Dependence of the Contact Angle on Adsorption at the Solid-Liquid Interface

A method for determining the surface tension of solid-fluid interfaces has been proposed. For a given temperature and fluid-solid combination, these surface tensions are expressed in terms of material properties that can be determined by measuring the amount of vapor adsorbed on the solid surface as a function of x^V, the ratio of the vapor-phase pressure to the saturation-vapor pressure. The thermodynamic concept of pressure is shown to be in conflict with that of continuum mechanics, but is supported experimentally.

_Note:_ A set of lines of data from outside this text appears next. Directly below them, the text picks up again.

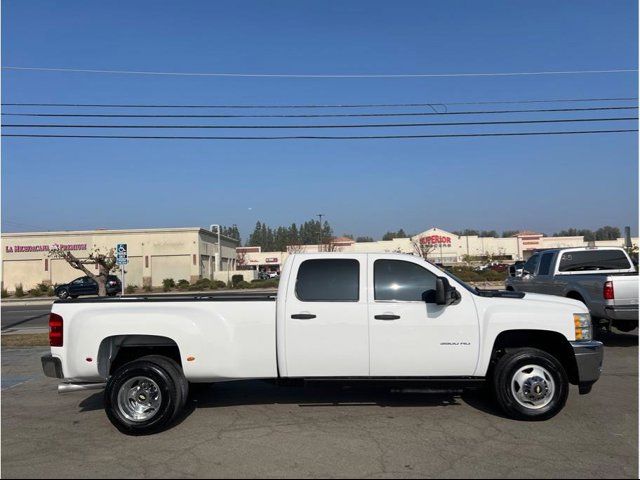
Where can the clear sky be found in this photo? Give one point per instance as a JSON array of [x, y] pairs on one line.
[[364, 187]]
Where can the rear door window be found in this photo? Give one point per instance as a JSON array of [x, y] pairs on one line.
[[330, 280], [403, 281], [545, 264], [593, 260]]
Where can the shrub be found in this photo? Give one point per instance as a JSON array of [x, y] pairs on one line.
[[168, 284], [271, 283]]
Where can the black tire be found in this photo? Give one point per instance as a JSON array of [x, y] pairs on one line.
[[503, 376], [161, 371], [176, 372]]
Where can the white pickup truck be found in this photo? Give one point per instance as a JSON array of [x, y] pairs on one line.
[[604, 279], [388, 318]]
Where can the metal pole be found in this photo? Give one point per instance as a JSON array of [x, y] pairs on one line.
[[320, 215]]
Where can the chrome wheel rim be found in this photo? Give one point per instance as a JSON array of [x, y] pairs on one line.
[[139, 399], [533, 387]]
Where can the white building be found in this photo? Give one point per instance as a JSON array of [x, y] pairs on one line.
[[441, 247]]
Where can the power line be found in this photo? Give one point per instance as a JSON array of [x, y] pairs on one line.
[[370, 125], [323, 115], [295, 75], [317, 137], [365, 105]]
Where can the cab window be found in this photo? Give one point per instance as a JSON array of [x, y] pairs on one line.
[[403, 281], [532, 264], [330, 280]]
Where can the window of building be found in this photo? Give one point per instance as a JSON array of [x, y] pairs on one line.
[[331, 280], [403, 281]]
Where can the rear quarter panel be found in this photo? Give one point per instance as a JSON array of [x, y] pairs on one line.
[[229, 340]]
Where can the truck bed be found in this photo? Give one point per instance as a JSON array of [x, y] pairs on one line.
[[226, 297]]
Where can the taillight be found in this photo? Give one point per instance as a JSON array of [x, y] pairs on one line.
[[55, 330], [608, 291]]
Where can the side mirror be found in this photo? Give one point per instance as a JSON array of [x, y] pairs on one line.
[[445, 293]]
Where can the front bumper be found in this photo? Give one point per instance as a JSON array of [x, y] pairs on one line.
[[626, 312], [588, 357], [51, 366]]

This approach leads to the prediction that the contact angle, θ, can only exist in a narrow pressure range and that in this pressure range, the solid-vapor surface tension is constant and equal to the surface tension of the liquid-vapor interface, γ^LV. The surface tension of the solid-liquid interface, γ^SL, may be expressed in terms of measurable properties, γ^LV and θ: γ^SL = γ^LV(1 − cosθ). The value of θ is predicted to depend on both the pressure in the liquid at the three-phase, line x₃^L, and the three-phase line curvature, C_cl. We examine these predictions using sessile water droplets on a polished Cu surface, maintained in a closed, constant volume, isothermal container. The value of θ is found to depend on the adsorption at the solid-liquid interface, n^SL = n^SL(x₃^L,C_cl). The predicted value of θ is compared with that measured, and found to be in close agreement, but no effect of line tension is found.